Quindi, per mitigare gli effetti negativi dell’abbandono e dell’espansione forestale, è essenziale adottare politiche mirate basate sulla pianificazione del paesaggio che favoriscano la multifunzionalità. Ciò include il mantenimento e il ripristino di mosaici agro-silvo-pastorali, che tradizionalmente hanno contribuito all’eterogeneità e alla ricchezza di specie del paesaggio mediterraneo. Per specie come la farfalla Zerynthia cassandra, interventi mirati come i tagli di vegetazione per aumentare l’irradiazione delle piante ospiti si sono dimostrati efficaci nell’aumentare l’oviposizione e la presenza larvale. Questi tagli dovrebbero essere eseguiti in inverno per evitare di danneggiare le piante e le farfalle. La distanza ottimale dei tagli varia in base al tipo di vegetazione circostante; per le piante erbacee alte, si è osservato un aumento lineare dell’oviposizione fino a tre metri, mentre per i rovi più bassi, una relazione a campana indicava il massimo di oviposizione a circa 0,60-0,70 metri dal suolo. Ciò sottolinea l’importanza di una messa a punto locale delle azioni di gestione. Tali interventi sono relativamente economici e hanno un impatto minimo sull’ambiente circostante, rendendoli facilmente integrabili nei piani di gestione delle riserve dove la pianta ospite è già presente. Le politiche dovrebbero anche allontanarsi da approcci reattivi alle perturbazioni forestali (come il solo focus sul ripristino post-incendio) e invece enfatizzare la gestione preventiva degli incendi. Inoltre, la Politica Agricola Comune (PAC) dovrebbe rifocalizzare i finanziamenti dall’afforestazione e dalla protezione delle foreste verso la gestione forestale sostenibile e sostenere sistemi agricoli multifunzionali come l’agroforestazione, che possono mantenere le comunità biologiche adattate agli habitat antropizzati e controllare l’accumulo di combustibile. Una più equilibrata inclusione dei diversi usi del suolo nella rete Natura 2000 e un’intensificazione del sostegno all’agricoltura ad alto valore naturale nelle aree svantaggiate sono anch’esse cruciali. Queste strategie devono considerare il contesto locale, le esigenze delle diverse specie e il bilanciamento tra i servizi ecosistemici per promuovere una biodiversità resiliente e un paesaggio più sostenibile.

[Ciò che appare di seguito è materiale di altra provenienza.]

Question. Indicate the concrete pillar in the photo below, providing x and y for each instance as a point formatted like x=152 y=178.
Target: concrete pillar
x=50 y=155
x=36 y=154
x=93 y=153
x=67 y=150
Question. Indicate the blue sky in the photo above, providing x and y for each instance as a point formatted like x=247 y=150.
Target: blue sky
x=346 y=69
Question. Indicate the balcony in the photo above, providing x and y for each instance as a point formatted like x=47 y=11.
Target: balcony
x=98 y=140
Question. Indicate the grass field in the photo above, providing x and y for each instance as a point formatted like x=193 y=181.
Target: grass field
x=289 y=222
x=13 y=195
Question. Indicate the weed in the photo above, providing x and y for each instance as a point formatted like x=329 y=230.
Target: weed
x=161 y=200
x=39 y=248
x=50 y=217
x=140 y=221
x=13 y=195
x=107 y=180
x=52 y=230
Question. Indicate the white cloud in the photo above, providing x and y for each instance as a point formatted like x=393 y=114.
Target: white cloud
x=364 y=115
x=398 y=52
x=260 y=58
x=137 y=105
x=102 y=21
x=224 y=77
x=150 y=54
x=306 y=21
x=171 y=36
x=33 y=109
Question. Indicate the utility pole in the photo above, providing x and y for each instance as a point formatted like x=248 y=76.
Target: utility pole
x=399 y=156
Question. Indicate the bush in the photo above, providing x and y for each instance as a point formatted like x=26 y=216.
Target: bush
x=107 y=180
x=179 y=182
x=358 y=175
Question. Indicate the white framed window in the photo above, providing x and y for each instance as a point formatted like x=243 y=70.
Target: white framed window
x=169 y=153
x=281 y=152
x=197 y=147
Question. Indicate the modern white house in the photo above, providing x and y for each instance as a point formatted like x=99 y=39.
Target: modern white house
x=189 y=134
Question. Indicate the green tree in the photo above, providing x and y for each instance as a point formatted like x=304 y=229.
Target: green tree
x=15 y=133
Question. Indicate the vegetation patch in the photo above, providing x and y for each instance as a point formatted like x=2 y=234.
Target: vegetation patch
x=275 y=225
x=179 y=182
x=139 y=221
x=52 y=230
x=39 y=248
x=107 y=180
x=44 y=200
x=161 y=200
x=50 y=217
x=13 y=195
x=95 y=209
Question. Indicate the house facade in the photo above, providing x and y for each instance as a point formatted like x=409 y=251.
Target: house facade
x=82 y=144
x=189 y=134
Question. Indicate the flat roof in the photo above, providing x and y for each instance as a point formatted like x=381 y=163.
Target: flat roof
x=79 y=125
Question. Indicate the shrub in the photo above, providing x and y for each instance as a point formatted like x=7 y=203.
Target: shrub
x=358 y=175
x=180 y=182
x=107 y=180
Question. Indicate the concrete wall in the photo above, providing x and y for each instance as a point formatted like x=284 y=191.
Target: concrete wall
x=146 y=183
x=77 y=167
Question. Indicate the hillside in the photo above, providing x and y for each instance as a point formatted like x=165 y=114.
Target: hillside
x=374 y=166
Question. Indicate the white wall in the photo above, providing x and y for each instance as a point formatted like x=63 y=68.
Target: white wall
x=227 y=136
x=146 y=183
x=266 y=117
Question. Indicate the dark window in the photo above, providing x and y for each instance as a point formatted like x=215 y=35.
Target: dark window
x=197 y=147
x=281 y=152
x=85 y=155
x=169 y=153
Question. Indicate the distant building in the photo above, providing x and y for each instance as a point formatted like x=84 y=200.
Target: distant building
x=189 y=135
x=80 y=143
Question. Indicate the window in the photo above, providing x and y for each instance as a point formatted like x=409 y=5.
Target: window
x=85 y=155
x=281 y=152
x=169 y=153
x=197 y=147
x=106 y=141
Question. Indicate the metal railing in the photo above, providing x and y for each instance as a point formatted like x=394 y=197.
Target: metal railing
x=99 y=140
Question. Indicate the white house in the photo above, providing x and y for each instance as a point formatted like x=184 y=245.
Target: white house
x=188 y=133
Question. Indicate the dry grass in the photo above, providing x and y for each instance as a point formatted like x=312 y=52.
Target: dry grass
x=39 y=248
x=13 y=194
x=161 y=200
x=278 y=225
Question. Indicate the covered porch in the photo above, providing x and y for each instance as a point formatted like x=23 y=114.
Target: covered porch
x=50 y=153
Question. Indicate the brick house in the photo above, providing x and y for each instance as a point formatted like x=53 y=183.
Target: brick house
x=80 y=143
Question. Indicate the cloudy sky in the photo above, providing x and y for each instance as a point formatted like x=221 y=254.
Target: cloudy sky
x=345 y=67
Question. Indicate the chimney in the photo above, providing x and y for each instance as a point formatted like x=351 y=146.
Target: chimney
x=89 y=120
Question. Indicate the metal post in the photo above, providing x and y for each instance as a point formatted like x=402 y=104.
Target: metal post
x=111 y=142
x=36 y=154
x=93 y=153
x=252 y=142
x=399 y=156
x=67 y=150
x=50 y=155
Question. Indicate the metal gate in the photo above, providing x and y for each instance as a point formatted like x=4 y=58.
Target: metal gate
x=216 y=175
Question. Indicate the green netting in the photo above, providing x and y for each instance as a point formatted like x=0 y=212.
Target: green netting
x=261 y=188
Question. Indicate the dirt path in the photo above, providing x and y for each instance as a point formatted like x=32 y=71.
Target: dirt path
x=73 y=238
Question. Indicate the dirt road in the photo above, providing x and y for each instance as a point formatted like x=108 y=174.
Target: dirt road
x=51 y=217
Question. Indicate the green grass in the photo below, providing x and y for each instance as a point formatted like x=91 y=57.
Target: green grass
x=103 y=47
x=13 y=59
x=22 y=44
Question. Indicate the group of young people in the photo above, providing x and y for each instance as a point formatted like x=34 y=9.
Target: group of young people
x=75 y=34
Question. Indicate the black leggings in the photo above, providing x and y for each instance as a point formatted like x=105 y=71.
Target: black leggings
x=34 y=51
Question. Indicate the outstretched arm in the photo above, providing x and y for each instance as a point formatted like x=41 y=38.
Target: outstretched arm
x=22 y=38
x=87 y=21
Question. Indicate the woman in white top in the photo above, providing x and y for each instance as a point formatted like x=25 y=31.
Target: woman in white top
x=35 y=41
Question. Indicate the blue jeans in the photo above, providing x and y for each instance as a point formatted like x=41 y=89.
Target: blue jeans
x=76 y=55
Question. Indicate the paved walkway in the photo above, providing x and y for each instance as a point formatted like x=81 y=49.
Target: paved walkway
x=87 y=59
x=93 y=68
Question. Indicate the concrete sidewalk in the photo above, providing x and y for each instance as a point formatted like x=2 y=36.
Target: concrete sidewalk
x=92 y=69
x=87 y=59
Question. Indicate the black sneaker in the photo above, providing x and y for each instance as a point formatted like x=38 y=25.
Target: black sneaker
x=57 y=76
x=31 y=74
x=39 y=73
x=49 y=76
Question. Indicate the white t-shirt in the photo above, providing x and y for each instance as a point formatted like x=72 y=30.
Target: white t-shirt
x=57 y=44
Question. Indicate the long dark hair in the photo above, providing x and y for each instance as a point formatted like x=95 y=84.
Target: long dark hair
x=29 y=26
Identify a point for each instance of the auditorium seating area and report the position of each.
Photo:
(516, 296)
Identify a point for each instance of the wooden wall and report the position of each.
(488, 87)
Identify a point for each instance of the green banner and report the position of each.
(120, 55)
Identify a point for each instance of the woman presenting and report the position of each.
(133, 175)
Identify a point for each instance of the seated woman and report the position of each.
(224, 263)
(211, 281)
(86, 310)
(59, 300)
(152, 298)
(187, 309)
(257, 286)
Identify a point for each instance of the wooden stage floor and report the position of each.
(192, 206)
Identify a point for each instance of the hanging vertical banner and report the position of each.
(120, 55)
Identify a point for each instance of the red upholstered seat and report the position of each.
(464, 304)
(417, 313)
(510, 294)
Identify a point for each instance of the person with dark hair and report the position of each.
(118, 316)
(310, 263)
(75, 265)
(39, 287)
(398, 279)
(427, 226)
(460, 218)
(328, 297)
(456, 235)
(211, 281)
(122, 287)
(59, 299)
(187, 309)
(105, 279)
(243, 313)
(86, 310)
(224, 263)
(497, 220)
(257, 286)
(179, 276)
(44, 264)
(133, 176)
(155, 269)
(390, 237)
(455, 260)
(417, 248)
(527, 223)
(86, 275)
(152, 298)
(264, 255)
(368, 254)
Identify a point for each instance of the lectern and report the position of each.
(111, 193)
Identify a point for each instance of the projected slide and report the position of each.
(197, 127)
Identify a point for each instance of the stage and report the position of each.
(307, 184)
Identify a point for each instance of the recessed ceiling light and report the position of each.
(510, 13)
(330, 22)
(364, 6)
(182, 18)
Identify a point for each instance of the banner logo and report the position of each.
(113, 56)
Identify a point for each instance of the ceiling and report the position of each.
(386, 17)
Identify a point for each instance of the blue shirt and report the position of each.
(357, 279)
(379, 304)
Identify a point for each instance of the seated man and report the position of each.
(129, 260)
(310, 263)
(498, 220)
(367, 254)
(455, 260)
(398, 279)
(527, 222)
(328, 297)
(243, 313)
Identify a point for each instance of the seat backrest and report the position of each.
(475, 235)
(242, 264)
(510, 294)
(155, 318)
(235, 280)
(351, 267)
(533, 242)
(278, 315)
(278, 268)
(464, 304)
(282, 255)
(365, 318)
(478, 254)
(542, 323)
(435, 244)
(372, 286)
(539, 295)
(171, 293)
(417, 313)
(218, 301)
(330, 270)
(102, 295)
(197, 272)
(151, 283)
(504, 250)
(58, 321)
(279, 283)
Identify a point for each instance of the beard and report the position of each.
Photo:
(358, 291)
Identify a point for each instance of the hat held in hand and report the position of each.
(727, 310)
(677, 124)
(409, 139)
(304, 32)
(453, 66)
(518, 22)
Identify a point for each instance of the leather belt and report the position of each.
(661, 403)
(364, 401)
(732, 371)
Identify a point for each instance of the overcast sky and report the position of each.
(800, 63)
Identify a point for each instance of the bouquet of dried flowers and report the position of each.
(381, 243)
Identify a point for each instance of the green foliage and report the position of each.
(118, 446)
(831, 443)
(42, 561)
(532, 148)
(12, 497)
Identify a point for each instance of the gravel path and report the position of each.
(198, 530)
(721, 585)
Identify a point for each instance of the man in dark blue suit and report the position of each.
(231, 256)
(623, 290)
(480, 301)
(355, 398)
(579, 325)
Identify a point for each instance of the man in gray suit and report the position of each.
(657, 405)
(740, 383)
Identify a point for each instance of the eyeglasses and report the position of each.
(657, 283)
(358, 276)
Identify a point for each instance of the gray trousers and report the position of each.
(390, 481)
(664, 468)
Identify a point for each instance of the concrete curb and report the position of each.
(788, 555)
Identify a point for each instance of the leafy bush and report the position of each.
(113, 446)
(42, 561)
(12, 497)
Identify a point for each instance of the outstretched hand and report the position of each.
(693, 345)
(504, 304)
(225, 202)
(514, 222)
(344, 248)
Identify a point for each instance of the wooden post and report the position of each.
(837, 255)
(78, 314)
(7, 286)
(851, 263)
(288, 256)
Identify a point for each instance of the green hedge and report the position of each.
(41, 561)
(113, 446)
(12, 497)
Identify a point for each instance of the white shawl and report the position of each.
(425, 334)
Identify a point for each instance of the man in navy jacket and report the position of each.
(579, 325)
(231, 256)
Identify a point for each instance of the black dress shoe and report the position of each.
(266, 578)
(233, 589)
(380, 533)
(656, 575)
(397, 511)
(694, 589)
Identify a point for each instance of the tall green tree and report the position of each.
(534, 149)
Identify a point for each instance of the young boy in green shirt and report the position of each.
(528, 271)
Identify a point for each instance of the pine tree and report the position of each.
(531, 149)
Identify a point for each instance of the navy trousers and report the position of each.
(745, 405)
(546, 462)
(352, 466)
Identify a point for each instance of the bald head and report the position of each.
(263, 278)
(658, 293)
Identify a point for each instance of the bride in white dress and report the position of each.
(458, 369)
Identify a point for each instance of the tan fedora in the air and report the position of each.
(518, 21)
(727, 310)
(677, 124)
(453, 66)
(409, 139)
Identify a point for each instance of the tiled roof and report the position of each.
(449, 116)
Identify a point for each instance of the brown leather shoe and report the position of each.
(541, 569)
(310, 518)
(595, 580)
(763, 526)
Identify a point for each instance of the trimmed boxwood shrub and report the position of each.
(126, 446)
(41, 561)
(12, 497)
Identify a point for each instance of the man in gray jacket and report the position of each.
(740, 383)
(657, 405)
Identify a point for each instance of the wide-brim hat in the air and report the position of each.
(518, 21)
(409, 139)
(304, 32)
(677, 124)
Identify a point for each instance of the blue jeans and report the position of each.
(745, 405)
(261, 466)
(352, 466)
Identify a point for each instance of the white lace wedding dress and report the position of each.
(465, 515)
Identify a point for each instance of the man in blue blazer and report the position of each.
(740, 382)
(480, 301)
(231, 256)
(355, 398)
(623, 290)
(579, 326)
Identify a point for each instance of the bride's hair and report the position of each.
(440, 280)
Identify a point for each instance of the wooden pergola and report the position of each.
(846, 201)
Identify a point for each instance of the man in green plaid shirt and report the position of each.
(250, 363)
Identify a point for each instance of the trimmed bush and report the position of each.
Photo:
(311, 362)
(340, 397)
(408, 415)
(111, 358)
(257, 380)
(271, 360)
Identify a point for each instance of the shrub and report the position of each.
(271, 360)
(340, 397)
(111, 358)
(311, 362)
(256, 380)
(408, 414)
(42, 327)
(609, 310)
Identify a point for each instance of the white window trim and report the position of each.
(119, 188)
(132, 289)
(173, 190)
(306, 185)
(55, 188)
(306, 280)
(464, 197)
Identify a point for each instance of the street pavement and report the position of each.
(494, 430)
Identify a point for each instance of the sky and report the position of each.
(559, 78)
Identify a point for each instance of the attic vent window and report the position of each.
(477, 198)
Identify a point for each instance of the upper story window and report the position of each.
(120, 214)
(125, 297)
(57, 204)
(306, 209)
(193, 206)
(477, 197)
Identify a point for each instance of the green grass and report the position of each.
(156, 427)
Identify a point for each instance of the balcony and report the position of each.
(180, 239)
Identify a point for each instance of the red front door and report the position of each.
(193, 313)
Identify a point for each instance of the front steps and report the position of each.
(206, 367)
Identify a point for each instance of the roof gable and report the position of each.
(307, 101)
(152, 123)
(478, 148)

Naturalmente, è cruciale anche la difesa delle poche aree di foresta vergine ancora presenti in Europa. E’ infatti dimostrato che, contrariamente alla riforestazione da abbandono o alla riforestazione secondaria di origine antropica, la lenta riforestazione che parte da foresta vergine è in grado di guidare l’ambiente verso una traiettoria ecologica diversa, che porta a ecosistemi molto più produttivi e maturi di quelli derivanti dal semplice abbandono. Inoltre, le riserve integrali che proteggono le foreste vergini, fungendo da aree rifugio per molte specie diverse, costituiscono il trampolino di lancio per l’espansione di specie rare e minacciate nelle aree di nuova ricolonizzazione forestale.
La lezione, come sempre in ecologia, è una soprattutto: non esistono soluzioni drastiche, applicabili ovunque, ed è sbagliato seguire i propri preconcetti, “verdi” o meno che siano.